Assessing interaction recovery of predicted protein-ligand poses

David Errington,Constantin Schneider,Cédric Bouysset,Frédéric A. Dreyer
2024-09-30
Abstract:The field of protein-ligand pose prediction has seen significant advances in recent years, with machine learning-based methods now being commonly used in lieu of classical docking methods or even to predict all-atom protein-ligand complex structures. Most contemporary studies focus on the accuracy and physical plausibility of ligand placement to determine pose quality, often neglecting a direct assessment of the interactions observed with the protein. In this work, we demonstrate that ignoring protein-ligand interaction fingerprints can lead to overestimation of model performance, most notably in recent protein-ligand cofolding models which often fail to recapitulate key interactions.
Biomolecules,Machine Learning
What problem does this paper attempt to address?
The paper primarily aims to address the issue of evaluating the performance of different methods in recovering key protein-ligand interactions in the prediction of protein-ligand complex structures. Specifically: 1. **Problem Background**: In recent years, machine learning-based methods have made significant progress in predicting protein-ligand binding poses. These methods are often used to replace traditional docking methods and can even directly predict the full-atom protein-ligand complex structures.

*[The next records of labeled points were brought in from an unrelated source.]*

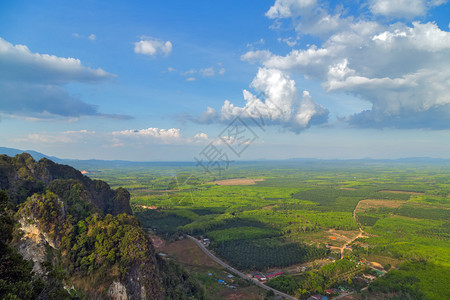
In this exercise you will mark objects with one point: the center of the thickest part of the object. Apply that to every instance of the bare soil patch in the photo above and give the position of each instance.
(188, 253)
(268, 207)
(237, 181)
(402, 192)
(147, 207)
(157, 242)
(376, 203)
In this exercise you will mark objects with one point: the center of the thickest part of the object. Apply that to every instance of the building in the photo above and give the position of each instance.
(260, 277)
(273, 274)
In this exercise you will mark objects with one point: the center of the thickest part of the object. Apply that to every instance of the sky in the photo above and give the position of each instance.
(212, 81)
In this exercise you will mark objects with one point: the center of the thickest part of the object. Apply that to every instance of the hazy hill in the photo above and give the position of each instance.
(65, 236)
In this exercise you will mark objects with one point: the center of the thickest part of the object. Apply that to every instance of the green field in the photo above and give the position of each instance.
(286, 218)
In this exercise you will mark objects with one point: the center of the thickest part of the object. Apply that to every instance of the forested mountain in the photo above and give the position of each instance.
(65, 236)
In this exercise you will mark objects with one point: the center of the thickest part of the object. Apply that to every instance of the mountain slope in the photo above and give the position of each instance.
(81, 234)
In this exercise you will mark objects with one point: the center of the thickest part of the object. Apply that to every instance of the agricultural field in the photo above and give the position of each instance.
(261, 217)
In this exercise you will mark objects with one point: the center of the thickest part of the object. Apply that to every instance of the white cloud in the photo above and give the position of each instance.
(151, 46)
(91, 37)
(207, 72)
(150, 132)
(289, 8)
(57, 138)
(40, 93)
(277, 104)
(256, 56)
(403, 8)
(402, 69)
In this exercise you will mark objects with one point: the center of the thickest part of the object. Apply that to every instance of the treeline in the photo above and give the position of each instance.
(415, 280)
(262, 254)
(315, 281)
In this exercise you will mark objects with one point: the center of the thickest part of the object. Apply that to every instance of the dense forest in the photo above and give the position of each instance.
(65, 236)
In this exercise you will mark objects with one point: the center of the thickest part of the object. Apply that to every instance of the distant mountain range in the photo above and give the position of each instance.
(96, 163)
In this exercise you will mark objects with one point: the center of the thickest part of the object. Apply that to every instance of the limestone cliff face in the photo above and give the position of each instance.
(22, 176)
(33, 245)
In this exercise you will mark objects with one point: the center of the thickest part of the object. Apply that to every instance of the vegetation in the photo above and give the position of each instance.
(297, 208)
(86, 234)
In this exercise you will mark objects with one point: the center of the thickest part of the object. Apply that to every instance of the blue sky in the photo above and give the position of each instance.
(163, 80)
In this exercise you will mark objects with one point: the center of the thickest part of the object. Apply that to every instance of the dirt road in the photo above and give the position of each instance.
(240, 274)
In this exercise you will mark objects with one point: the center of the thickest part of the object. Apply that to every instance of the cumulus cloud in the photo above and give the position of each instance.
(32, 84)
(122, 138)
(163, 134)
(403, 8)
(151, 46)
(71, 136)
(289, 8)
(278, 103)
(203, 72)
(403, 69)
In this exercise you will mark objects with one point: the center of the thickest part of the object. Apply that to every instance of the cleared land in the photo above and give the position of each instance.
(237, 181)
(377, 203)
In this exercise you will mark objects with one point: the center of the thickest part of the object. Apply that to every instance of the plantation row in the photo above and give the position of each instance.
(251, 255)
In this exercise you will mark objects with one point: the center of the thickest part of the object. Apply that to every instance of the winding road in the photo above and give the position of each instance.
(239, 273)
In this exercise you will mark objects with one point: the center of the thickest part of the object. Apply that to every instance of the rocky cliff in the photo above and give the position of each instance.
(80, 238)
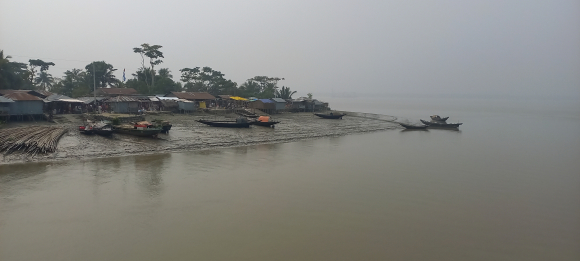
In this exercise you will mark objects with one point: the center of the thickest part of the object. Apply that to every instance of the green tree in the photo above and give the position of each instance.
(208, 80)
(13, 75)
(285, 93)
(103, 74)
(153, 53)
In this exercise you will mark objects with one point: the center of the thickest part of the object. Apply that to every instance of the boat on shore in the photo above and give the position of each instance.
(227, 124)
(432, 124)
(330, 115)
(86, 129)
(140, 129)
(264, 121)
(103, 129)
(438, 118)
(413, 127)
(165, 125)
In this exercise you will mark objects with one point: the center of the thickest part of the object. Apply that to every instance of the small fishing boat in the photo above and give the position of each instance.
(239, 123)
(264, 121)
(432, 124)
(413, 127)
(247, 114)
(86, 129)
(330, 115)
(165, 125)
(438, 118)
(141, 129)
(103, 129)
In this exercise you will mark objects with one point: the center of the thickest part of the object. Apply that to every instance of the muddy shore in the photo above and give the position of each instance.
(187, 135)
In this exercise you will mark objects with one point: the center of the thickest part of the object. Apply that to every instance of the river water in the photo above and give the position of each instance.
(506, 186)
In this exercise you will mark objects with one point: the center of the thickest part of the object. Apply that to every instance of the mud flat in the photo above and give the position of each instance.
(187, 134)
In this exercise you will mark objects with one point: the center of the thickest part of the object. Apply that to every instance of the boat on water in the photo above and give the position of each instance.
(103, 129)
(238, 123)
(433, 124)
(141, 129)
(165, 125)
(330, 115)
(438, 118)
(247, 114)
(86, 129)
(264, 121)
(413, 127)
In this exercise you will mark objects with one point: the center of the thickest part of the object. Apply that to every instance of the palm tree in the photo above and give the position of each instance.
(44, 80)
(285, 93)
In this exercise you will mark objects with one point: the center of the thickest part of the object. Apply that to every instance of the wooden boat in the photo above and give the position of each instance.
(264, 121)
(87, 129)
(164, 125)
(247, 114)
(413, 127)
(438, 118)
(226, 124)
(103, 129)
(432, 124)
(329, 116)
(141, 129)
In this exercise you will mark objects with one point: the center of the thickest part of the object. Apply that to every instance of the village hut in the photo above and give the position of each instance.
(202, 99)
(280, 104)
(114, 92)
(265, 105)
(63, 104)
(24, 105)
(123, 104)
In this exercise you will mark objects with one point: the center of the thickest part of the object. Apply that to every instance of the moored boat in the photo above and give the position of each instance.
(164, 125)
(330, 115)
(432, 124)
(227, 124)
(264, 121)
(141, 129)
(103, 129)
(438, 118)
(413, 127)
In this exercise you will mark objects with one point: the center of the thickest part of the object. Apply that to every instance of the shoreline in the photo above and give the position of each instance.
(188, 135)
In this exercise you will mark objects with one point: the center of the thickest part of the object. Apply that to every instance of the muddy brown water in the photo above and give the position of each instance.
(484, 192)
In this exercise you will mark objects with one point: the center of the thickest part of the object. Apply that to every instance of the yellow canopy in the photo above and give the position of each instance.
(237, 98)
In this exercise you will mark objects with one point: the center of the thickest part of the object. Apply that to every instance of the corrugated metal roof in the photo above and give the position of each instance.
(4, 99)
(278, 100)
(21, 96)
(122, 99)
(117, 91)
(193, 95)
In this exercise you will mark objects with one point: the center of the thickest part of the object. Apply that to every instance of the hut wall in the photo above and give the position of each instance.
(124, 107)
(26, 107)
(186, 106)
(280, 105)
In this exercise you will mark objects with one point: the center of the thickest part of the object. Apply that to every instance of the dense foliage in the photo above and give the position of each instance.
(146, 80)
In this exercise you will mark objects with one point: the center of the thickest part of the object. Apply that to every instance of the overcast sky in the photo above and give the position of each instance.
(458, 47)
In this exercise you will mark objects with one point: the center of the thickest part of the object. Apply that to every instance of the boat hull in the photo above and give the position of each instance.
(226, 124)
(328, 116)
(413, 127)
(265, 124)
(148, 132)
(431, 124)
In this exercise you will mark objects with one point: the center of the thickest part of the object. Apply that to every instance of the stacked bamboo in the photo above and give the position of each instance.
(30, 140)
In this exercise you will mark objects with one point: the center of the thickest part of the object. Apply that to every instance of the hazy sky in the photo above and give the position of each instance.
(472, 48)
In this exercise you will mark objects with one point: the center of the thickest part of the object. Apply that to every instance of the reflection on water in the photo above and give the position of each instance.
(487, 192)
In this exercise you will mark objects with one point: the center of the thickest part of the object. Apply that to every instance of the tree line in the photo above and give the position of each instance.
(146, 80)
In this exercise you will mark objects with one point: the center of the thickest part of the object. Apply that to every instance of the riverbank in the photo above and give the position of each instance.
(189, 135)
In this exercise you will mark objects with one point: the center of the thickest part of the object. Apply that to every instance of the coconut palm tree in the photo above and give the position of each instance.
(285, 93)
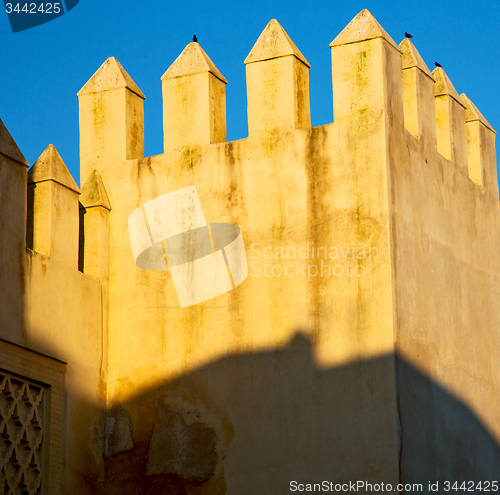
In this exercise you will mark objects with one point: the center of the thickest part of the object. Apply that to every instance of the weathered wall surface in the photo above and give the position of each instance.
(446, 234)
(53, 313)
(285, 187)
(361, 344)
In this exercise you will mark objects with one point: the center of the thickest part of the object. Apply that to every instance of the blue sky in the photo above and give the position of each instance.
(43, 68)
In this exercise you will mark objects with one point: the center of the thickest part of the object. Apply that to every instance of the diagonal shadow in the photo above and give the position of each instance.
(251, 423)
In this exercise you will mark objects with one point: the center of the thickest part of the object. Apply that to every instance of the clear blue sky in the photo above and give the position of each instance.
(43, 68)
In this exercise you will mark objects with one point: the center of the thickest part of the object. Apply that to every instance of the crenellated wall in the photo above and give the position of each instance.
(362, 343)
(51, 332)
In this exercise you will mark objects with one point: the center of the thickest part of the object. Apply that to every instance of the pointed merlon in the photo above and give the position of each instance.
(411, 58)
(94, 192)
(472, 113)
(111, 75)
(192, 60)
(9, 148)
(443, 85)
(274, 42)
(50, 166)
(362, 28)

However, existing studies mostly focus on the accuracy of ligand positioning and its physical plausibility, while neglecting the direct evaluation of observed protein-ligand interactions. 2. **Research Objective**: This paper demonstrates through experiments that ignoring protein-ligand interaction fingerprints (PLIFs) can lead to an overestimation of model performance, especially in some recent protein-ligand co-folding models, which often fail to reproduce key interactions. Therefore, the authors propose using PLIFs as a useful metric for evaluating model quality and benchmark various modern pose prediction tools with it. 3. **Method Comparison**: The paper compares several classical docking algorithms (e.g., GOLD), machine learning docking algorithms (e.g., DiffDock-L), and protein-ligand co-folding models (e.g., RoseTTAFold-AllAtom). It finds that classical docking algorithms generally perform better than machine learning methods in recovering key interactions. Classical methods are particularly more effective in recovering important interactions such as hydrogen bonds. 4. **Conclusion**: By introducing the new metric of PLIF recovery rate, the paper emphasizes that in drug discovery applications, in addition to focusing on RMSD and PoseBuster effectiveness, it is also important to pay attention to the recovery of protein-ligand interactions. This provides a direction for future improvements in machine learning models, such as incorporating explicit PLIF or pharmacophore-sensitive loss functions during training.